Que de fautes! / DE l’ecole

De la carte de menu au restaurant à l’annonce publicitaire dans le journal, le lecteur attentif est confronté partout à des fautes de français, et cela non seulement au Luxembourg, mais également dans la patrie de la langue de Molière. Ce constat n’empêche nullement le Luxembourgeois moyen, et plus encore le patron d’entreprise (petite ou grande), de vitupérer l’école luxembourgeoise en raison de son incapacité à enseigner un français correct aux élèves autochtones. De fait, je serais curieux de tester la plupart de ces critiques quant à leurs compétences linguistiques. Je doute fort que tous jonglent aisément avec les difficultés de la langue.

Mais là n’est pas mon propos! Il m’importe de montrer que les fautes de français ne sont en rien l’apanage des petits Luxembourgeois. Un dossier du CNESCO (Conseil national d’évaluation du système scolaire), car cela existe en France, intitulé: Ecrire et rédiger – Comment guider les élèves dans leurs apprentissages?, nous apporte des renseignements précis sur la chose.
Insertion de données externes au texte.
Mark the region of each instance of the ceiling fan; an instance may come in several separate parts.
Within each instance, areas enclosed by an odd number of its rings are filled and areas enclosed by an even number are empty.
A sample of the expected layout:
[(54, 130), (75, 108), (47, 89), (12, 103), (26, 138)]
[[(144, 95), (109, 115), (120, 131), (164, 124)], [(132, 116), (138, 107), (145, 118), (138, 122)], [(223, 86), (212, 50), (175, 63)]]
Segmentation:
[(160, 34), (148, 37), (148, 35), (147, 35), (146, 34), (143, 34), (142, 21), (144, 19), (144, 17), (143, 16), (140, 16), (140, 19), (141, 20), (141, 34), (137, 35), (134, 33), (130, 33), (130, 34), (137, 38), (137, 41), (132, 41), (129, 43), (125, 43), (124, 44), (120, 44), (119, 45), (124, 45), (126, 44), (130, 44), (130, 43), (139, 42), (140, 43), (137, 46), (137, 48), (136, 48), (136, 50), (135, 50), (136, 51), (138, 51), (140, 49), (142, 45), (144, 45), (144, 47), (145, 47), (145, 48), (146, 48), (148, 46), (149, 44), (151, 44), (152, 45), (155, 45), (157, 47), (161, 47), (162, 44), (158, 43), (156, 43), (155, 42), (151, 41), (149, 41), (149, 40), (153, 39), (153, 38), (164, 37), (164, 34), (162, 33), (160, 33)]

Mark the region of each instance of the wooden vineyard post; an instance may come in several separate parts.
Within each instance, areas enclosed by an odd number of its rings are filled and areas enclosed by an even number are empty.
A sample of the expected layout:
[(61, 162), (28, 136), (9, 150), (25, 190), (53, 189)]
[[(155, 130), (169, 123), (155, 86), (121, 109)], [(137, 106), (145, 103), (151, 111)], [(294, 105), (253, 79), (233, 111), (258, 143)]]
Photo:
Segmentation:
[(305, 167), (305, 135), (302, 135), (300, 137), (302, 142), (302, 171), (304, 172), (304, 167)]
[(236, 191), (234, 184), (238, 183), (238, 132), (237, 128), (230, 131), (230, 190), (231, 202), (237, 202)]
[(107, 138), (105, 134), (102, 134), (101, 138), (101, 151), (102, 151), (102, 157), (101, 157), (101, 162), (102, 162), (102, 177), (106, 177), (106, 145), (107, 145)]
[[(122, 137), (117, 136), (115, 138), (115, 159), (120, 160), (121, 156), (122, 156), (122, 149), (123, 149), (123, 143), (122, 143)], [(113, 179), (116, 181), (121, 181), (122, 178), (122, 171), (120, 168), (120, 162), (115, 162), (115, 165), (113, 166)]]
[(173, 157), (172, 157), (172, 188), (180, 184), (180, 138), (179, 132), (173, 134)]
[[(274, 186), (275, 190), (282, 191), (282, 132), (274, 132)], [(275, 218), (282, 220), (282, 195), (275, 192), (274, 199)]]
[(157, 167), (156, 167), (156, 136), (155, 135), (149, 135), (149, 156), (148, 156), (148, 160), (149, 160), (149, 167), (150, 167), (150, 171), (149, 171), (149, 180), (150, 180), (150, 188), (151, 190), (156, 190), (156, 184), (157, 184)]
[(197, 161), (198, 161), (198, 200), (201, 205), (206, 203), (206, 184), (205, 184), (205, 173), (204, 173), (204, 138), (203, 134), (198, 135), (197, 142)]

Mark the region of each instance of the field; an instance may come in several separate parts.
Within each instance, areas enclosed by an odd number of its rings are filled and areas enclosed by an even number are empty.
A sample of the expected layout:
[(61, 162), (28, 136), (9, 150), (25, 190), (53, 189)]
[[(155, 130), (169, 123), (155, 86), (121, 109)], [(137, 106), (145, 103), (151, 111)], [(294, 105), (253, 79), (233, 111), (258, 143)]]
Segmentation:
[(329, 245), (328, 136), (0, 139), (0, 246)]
Ainsi à quelque trente années d’intervalle, une même dictée de 67 mots et 16 signes de ponctuation a été proposée en CM2 (élèves de 10-11 ans). Le constat est sidérant: en 1987, 31% des élèves avaient fait 5 erreurs ou moins, et 5% en avaient fait 25 ou plus. En 2015, ils étaient seulement 8% à faire moins de 5 erreurs, et parallèlement ils étaient 20 % à faire 25 fautes ou plus. J’ignore si dans notre pays le constat serait semblable; j’ose croire qu’il serait un peu moins prononcé. Mais, comme chez nous le terme de «faute» semble banni du vocabulaire pédagogiste (il faut parler de «compétence»), je ne pense pas que nous n’apprendrons jamais toute la vérité sur la chose. Je me rappelle que certains collègues de branches non linguistiques, enseignées en français au lycée, nous reprochaient aussi, à nous autres profs de français, de ne pas bien préparer les élèves à la langue d’enseignement.

Je ne sais si le constat du CNESCO les consolera, mais il leur montrera que leurs collègues français ne sont guère mieux lotis: «Les difficultés à rédiger ne concernent pas uniquement la production de texte en français. En histoire-géographie et éducation civique, 60% des élèves de 3e n’ont pas su rédiger un texte cohérent … à partir d’une liste de mots donnés. Ils ont parfois répondu par des mots, des suites de mots ou une seule phrase sur plusieurs lignes. […] En sciences, les enquêtes montrent également un fort décalage du taux de non-réponse entre un QCM et une question à réponse construite. Ainsi, 20% des questions ouvertes … restent sans réponse, contre 3% lorsqu’il s’agit d’un QCM.»

Il s’agit incontestablement de reconnaître que les maladresses linguistiques (du moins en français, mais il serait étonnant qu’il en fût autrement en allemand) constituent un phénomène (regrettable!) dans le cheminement de l’apprentissage des élèves.

Cela ne signifie toutefois en rien qu’il s’agit d’accepter ce phénomène sans réagir, au contraire! Le CNESCO propose un certain nombre de voies à suivre pour remédier à la situation actuelle. J’en reparlerai dans une prochaine chronique.